The session, entitled The Social Life of Artificial Intelligence, will run from May 8 to May 26. Classes will build on the Applied AI Institute’s commitment to demystifying and encouraging cross-sector adoption of artificial intelligence.
Faculty include Fenwick McKelvey and Tristan Glatard. McKelvey is co-director of the Applied AI Institute and associate professor of information and communication technology policy at the Department of Communication Studies. Glatard is associate professor in the Department of Computer Science and Software Engineering.

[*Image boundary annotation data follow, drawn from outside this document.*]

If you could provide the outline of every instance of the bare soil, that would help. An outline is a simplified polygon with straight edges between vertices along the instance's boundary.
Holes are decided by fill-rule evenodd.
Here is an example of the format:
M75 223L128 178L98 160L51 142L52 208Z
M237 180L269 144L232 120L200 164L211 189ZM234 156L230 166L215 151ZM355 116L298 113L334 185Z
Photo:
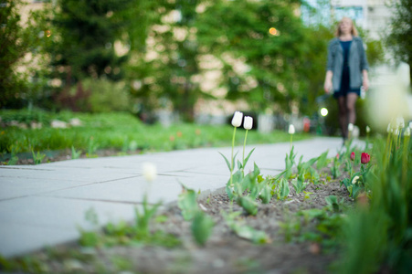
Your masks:
M326 174L323 174L322 178ZM160 246L114 246L82 248L78 244L62 246L32 254L49 273L331 273L331 266L340 258L339 248L325 248L322 242L286 242L281 228L285 222L303 209L323 208L325 197L336 195L350 206L341 178L314 185L296 195L291 184L291 195L284 201L272 198L269 204L259 204L257 216L247 216L243 209L230 203L226 193L217 191L198 201L200 208L215 221L213 234L205 247L192 237L191 223L185 221L176 204L160 212L165 222L153 222L152 229L175 236L182 244L175 248ZM227 227L222 211L241 211L245 225L265 231L270 242L256 245L238 237ZM122 272L121 272L122 271Z

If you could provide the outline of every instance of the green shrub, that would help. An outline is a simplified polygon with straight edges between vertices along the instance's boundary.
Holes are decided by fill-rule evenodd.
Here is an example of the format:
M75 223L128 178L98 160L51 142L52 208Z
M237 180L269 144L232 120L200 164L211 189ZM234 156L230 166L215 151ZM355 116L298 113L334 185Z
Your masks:
M88 105L91 112L129 111L132 98L124 82L108 79L86 79L83 88L90 92Z

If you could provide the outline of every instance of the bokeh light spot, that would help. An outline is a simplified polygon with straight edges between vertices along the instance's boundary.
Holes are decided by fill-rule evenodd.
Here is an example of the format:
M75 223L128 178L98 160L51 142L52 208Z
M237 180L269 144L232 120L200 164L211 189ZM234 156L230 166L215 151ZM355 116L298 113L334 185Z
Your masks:
M278 37L279 36L279 30L277 30L275 27L270 27L269 29L269 33L272 36Z

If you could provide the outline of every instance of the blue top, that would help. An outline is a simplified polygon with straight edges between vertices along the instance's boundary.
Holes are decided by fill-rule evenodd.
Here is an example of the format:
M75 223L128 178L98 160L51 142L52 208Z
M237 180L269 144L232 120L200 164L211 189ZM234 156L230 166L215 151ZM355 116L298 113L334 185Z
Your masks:
M351 50L348 55L350 88L359 89L362 86L362 70L368 69L369 66L362 39L359 37L353 37L351 44ZM333 73L332 78L333 90L340 90L343 68L343 48L339 38L334 37L329 42L326 65L326 70L331 70Z
M343 68L349 67L349 48L351 48L352 40L339 42L343 49Z

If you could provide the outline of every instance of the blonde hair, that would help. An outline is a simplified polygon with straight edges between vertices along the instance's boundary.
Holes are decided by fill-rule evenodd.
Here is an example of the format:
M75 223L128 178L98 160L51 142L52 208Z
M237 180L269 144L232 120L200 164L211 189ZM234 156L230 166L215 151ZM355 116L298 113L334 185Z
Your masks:
M357 37L357 36L358 36L358 32L357 32L357 29L356 29L356 26L354 26L354 21L353 21L351 18L349 18L349 17L343 17L343 18L341 19L341 21L339 21L338 26L336 27L336 31L335 31L334 35L335 35L337 37L339 37L341 36L341 34L342 34L342 32L341 32L341 23L342 23L343 21L344 21L344 20L349 20L349 22L351 22L351 24L352 24L351 34L352 34L352 36L354 36L354 37Z

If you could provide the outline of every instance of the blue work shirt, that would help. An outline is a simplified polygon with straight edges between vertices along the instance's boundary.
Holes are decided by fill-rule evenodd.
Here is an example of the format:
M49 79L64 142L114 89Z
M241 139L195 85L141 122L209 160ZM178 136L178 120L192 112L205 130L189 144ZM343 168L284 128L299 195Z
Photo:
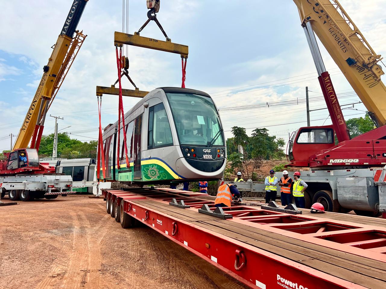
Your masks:
M19 160L22 161L24 161L24 163L27 163L27 156L19 156Z

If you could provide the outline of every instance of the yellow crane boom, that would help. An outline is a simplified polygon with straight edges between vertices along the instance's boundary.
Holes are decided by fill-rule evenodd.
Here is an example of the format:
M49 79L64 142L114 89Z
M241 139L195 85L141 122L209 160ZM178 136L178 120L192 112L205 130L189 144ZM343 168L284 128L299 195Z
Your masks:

Students will reflect on the rapidly evolving social life of AI and its new applications. Subjects cover ethics, technical operation and social impact assessment. Through applied group activities, participants will be introduced to relevant methodologies, such as:
- datasheets and data provenance
- algorithmic impact assessments
- ethnopolitical theory
- futures literacy
Summer Institute participants will also attend a two-day international symposium at the Milieux Institute, the university’s interdisciplinary graduate research institute for new media arts, digital culture and information technology. The symposium, (un)Stable Diffusions, plays on the name of the popular deep learning text-to-image diffusion model. Members of the public are welcome to register to attend for free.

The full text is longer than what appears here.